Benny: I’m listening. Amuse me.
Anonymous: As you know, the stock markets around the world had major fluctuations when they opened today. They were all shut down almost immediately. The official explanation is that terrorists planted a very clever virus in the stock markets’ global communications network, and it will take some time to clean it out. Well, a lot of people don’t believe that. There’s a lot of people doing google searches to try to explain the recent fluctuations. They are looking at all sorts of crazy explanations including impending asteroid impacts, nuclear war, alien invasion, plague, zombies, immortality, free energy, antigravity, and Godzilla, to name just a few. We analyzed all of them and found only one search topic that started BEFORE the fluctuations started. That topic was antigravity. It started about a week ago. Then we looked at all the topics to see if any came from respectable sources, like research labs or government agencies or major corporations. Only one topic was respectable: antigravity. We also found that only one topic was being researched by advisors to the super rich: antigravity. Oddly, it appears that the US government is the only global power that has been totally ignorant of what’s going on, at least until yesterday.
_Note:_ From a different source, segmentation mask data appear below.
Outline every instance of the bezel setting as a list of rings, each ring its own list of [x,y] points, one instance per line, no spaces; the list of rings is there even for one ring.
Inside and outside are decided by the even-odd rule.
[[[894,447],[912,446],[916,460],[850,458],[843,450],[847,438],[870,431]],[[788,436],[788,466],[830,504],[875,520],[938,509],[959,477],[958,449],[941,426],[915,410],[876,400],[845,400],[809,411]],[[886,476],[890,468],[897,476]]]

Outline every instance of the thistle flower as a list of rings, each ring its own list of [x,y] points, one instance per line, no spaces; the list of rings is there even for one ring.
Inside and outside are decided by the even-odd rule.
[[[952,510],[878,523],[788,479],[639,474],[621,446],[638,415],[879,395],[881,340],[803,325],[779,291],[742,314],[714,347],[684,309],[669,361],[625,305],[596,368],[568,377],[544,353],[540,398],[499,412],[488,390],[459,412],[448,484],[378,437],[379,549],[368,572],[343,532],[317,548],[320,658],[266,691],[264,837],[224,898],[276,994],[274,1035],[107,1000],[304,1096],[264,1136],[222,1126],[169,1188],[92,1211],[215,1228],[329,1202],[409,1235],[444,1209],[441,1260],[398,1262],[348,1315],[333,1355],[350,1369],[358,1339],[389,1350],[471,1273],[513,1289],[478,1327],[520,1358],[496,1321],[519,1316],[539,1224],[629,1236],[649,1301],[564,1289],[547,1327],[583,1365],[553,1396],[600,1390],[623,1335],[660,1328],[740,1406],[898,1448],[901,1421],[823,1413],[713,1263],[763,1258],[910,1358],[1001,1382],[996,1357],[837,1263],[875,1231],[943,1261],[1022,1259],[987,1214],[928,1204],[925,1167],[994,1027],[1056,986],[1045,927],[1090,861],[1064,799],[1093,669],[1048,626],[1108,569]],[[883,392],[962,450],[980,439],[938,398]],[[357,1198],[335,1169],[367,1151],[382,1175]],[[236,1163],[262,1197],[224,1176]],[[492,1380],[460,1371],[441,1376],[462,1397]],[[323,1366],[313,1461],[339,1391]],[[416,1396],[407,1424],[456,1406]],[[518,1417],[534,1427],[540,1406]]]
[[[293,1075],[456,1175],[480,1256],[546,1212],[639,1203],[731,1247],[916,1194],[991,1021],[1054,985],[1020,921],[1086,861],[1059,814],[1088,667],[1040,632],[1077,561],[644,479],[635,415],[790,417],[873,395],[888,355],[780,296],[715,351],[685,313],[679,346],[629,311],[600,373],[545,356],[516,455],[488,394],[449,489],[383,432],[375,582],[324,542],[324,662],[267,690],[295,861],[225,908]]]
Benny: That’s not proof. That just says someone started a viral rumor. There’s nothing to it.
Anonymous: You should have more respect for the crowdbrain. You don’t seem to understand the massive brain power, massive wealth, and massive political power involved here. False rumors, even if viral, have been proven to have no effect on such masses. You can treat these massive institutions as physical masses. They simply don’t move for insubstantial reasons. They physically can’t. That would violate the laws of information network behavior as much as the laws of physics. Look at it this way: You know from thermodynamics that information is a real, physical entity that can be described in terms of energy and statistical entropy. Well a massive network is a form of information that follows similar physical laws.
Benny: Look, thanks for trying to explain it to me. But I know what we wrote. Your network theory, and all the people in it, are wrong.
Anonymous: Dammit, Benny, if I disagree with a physics equation, we both know I’m wrong. Personal opinion, agreement, and disagreement have nothing to do with questions of physical laws. If you disagree with these physical laws, you’re wrong. You only need to determine why you’re wrong. That’s what I’m telling you. You are disagreeing with a physical law.
Benny: It’s getting late. I need to do some things. And I need some sleep. How ‘bout we chat again tomorrow. Bye.